Text Processing and Normalization

The text post-processing pipeline includes:

Removal of punctuation and special characters without pronunciation.
Vocabulary definition with language experts, removing utterances with foreign characters.
Removal of numbers to ensure the model outputs numbers in words.
Text normalization from NFC to NFD using Indic-NLP-library to reduce vocabulary size and improve ASR for rare symbols.

During train/validation/test splitting, speaker overlap was avoided to ensure a fair estimate of model quality.

Model Architecture and Training

The experimentation platform is built on fairseq and uses wandb for tracking. The models are based on wav2vec 2.0, and the training process involves pre-training and fine-tuning. WER and CER are used as evaluation metrics. For pre-training, the base architecture of wav2vec 2.0 (12 blocks, 768 model dimension, 8 attention blocks) was used.
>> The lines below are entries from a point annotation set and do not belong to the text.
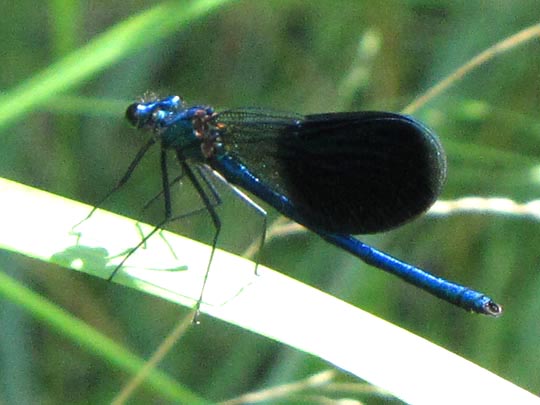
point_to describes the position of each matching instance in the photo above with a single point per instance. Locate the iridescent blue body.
(337, 174)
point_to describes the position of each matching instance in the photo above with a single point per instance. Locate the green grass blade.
(270, 304)
(91, 340)
(127, 37)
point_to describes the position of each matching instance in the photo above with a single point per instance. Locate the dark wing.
(352, 173)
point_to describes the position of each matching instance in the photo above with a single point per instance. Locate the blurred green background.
(306, 57)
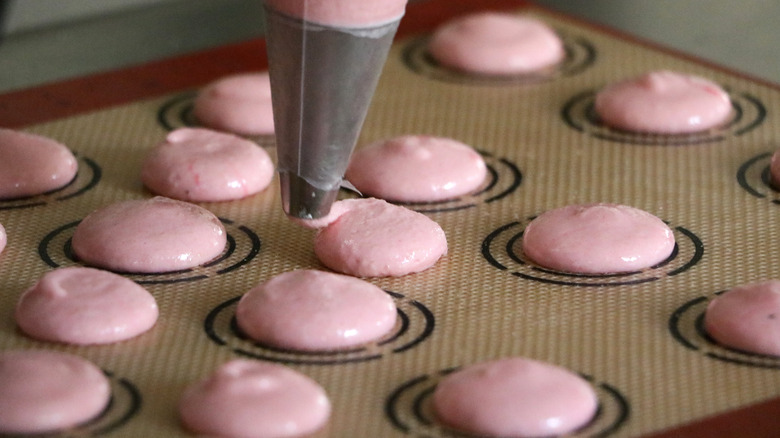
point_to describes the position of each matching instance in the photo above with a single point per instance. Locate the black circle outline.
(578, 113)
(766, 190)
(182, 108)
(417, 59)
(156, 278)
(98, 425)
(63, 193)
(429, 381)
(481, 195)
(698, 253)
(706, 345)
(327, 357)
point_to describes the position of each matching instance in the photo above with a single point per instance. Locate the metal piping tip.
(322, 82)
(304, 201)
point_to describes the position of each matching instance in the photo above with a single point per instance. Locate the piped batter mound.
(33, 165)
(416, 168)
(663, 102)
(244, 398)
(372, 238)
(342, 13)
(774, 170)
(240, 104)
(514, 397)
(747, 318)
(202, 165)
(310, 310)
(78, 305)
(597, 239)
(47, 391)
(149, 236)
(493, 43)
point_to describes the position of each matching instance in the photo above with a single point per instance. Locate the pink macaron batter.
(371, 238)
(202, 165)
(83, 306)
(253, 399)
(240, 104)
(494, 43)
(32, 164)
(416, 168)
(514, 397)
(747, 318)
(45, 391)
(663, 102)
(149, 236)
(309, 310)
(342, 13)
(597, 239)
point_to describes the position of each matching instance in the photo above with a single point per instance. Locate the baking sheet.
(637, 337)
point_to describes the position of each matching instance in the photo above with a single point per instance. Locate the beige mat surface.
(636, 337)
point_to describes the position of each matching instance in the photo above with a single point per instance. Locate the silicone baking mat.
(636, 337)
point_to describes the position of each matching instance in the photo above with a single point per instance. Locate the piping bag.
(324, 61)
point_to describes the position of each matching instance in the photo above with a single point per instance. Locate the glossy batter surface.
(32, 164)
(416, 168)
(493, 43)
(312, 310)
(240, 104)
(747, 318)
(254, 399)
(148, 236)
(514, 397)
(663, 102)
(84, 306)
(202, 165)
(46, 391)
(597, 239)
(372, 238)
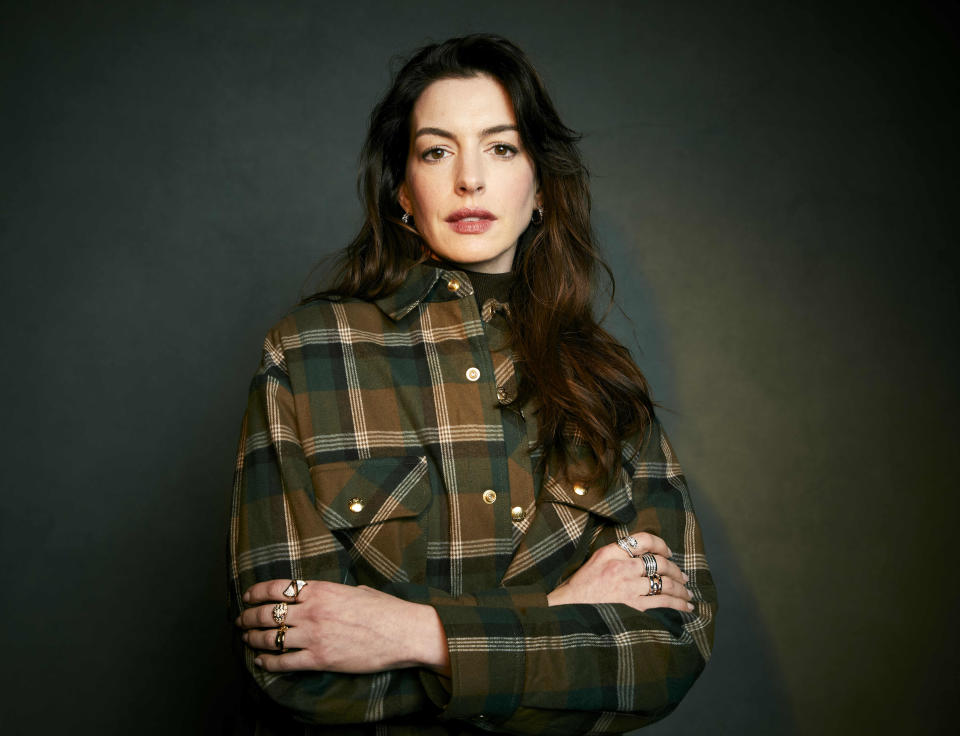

The pre-training was initialized from a checkpoint trained on 960 hours of LibriSpeech data. The model was trained for 300,000 steps with a learning rate of 0.0005, using Adam optimization with a warmup of 32,000 steps and a diversity loss weight of $\alpha=0.1$ .

Fine-tuning was performed by adding a fully connected layer on top of the context network, with the output layer size equal to the language vocabulary, and optimized using CTC loss. The LLM consists of a statistical KenLM trained on the IndicCorp corpus, cleaned of characters/words not in the ASR vocabulary, and using the top 500,000 most frequent words. A beam search of 128 was used, with a word insertion penalty of -1 and LM weight of 2.

Results and Post-ASR Processing

The ASR output is further processed using punctuation restoration models and inverse text normalization. Punctuation restoration is posed as a token classification task, using IndicBERT. Rule-based WFST is used for ITN. The results show that the inclusion of a LLM improves both WER and CER across most of the 18 Indic languages tested. However, in some cases, the application of a LLM can increase WER if the test set text differs significantly from the LM training text.

Conclusions

The Vakyansh toolkit provides a strong foundation for researchers in the Indic speech community to develop speech applications in local languages. The open-source contribution aims to advance the state-of-the-art in Indic speech recognition and create resources for low-resource languages.